Explore: Modify the dataset or classification categories to test different scenarios
Advanced Features Demonstrated
Grounded Classification Pipeline
Shows how to improve classification accuracy by first extracting relevant information with semantic.extract()
, then using that context for more informed semantic.classify()
operations.
Pydantic Integration
Demonstrates structured data extraction using type-safe Pydantic models with automatic field validation for consistent output formatting.
Multi-Model Support
Includes configurations for Google Gemini (default), OpenAI, and Anthropic models, showing fenic's flexibility across different LLM providers.
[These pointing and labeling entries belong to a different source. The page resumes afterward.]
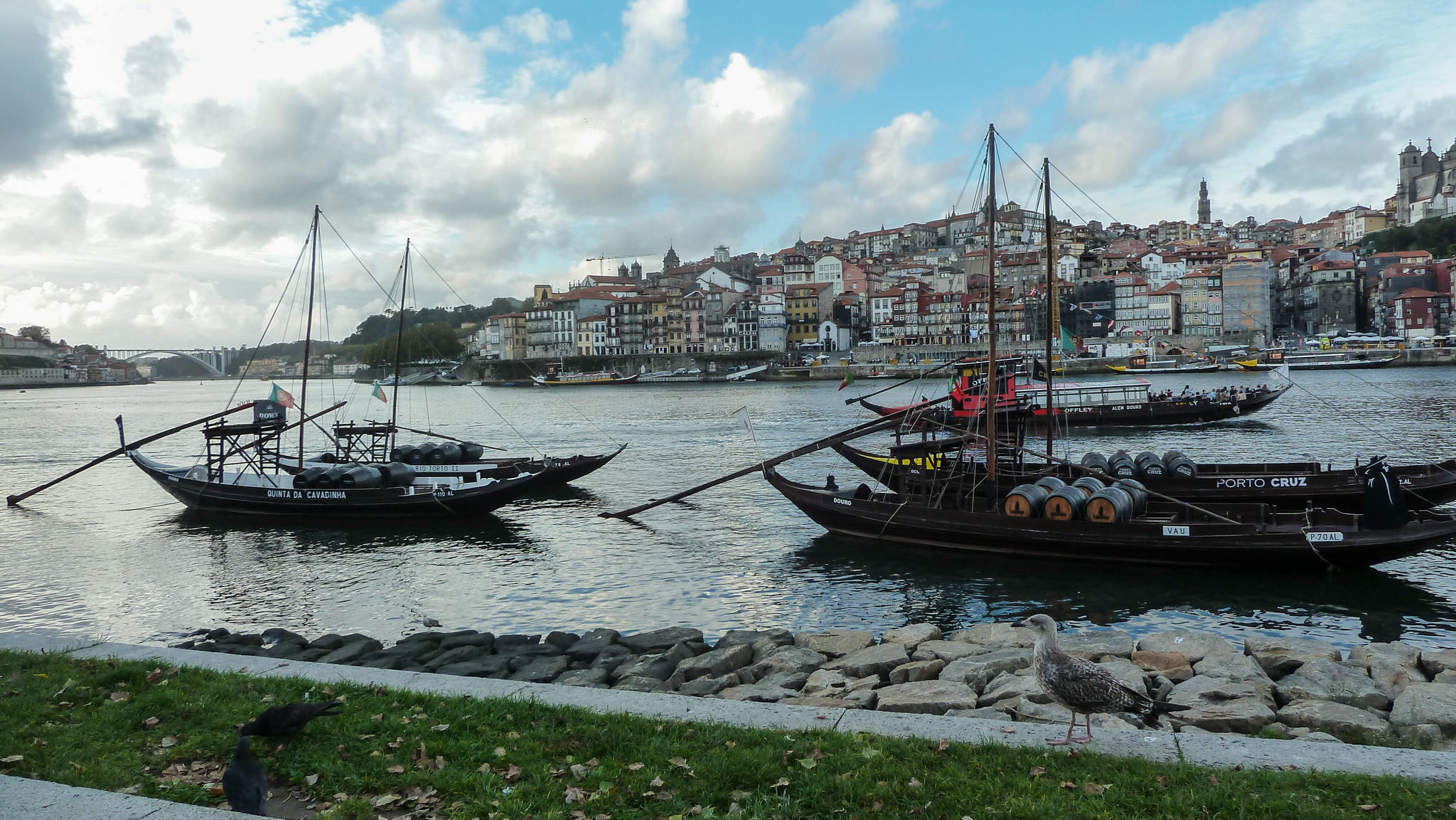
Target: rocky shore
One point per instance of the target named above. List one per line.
(1292, 688)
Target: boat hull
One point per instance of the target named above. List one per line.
(1236, 545)
(1292, 485)
(283, 500)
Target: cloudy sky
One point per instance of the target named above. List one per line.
(159, 161)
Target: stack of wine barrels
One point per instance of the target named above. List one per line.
(355, 476)
(1145, 465)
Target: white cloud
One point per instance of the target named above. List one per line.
(855, 46)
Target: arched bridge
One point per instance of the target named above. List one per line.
(213, 360)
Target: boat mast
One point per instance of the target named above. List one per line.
(1053, 299)
(990, 315)
(308, 331)
(400, 343)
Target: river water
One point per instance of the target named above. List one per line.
(108, 555)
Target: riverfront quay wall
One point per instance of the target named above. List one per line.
(1275, 686)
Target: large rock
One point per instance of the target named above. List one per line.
(978, 671)
(1194, 646)
(786, 659)
(912, 635)
(1174, 666)
(1392, 666)
(925, 696)
(871, 660)
(658, 640)
(1435, 661)
(1097, 644)
(1322, 679)
(1426, 704)
(714, 663)
(1282, 654)
(835, 643)
(1339, 720)
(947, 651)
(995, 635)
(916, 671)
(1221, 705)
Semantic Reduction for Profiling
Uses semantic.reduce()
to synthesize multiple data points into coherent natural language profiles, demonstrating AI-powered summarization capabilities.
Educational Format
Available in both script and notebook formats, with the notebook providing step-by-step explanations ideal for learning semantic operations.
Expected Results
Generated Source Profile
The Balanced Tribune presents a diverse range of topics, primarily focusing on business, technology, climate, and healthcare. It exhibits a right-leaning bias in its business and technology coverage, emphasizing themes like Wall Street stability and American free enterprise, while adopting a far-left perspective on climate issues, critiquing fossil fuel companies. The publication often employs sensationalist and informational journalistic styles, utilizing emotional language to evoke strong reactions, such as the impact of inflation and the urgency of climate action. Opinion markers frequently reflect a mix of support for innovation and criticism of regulatory frameworks, indicating a complex stance on various issues.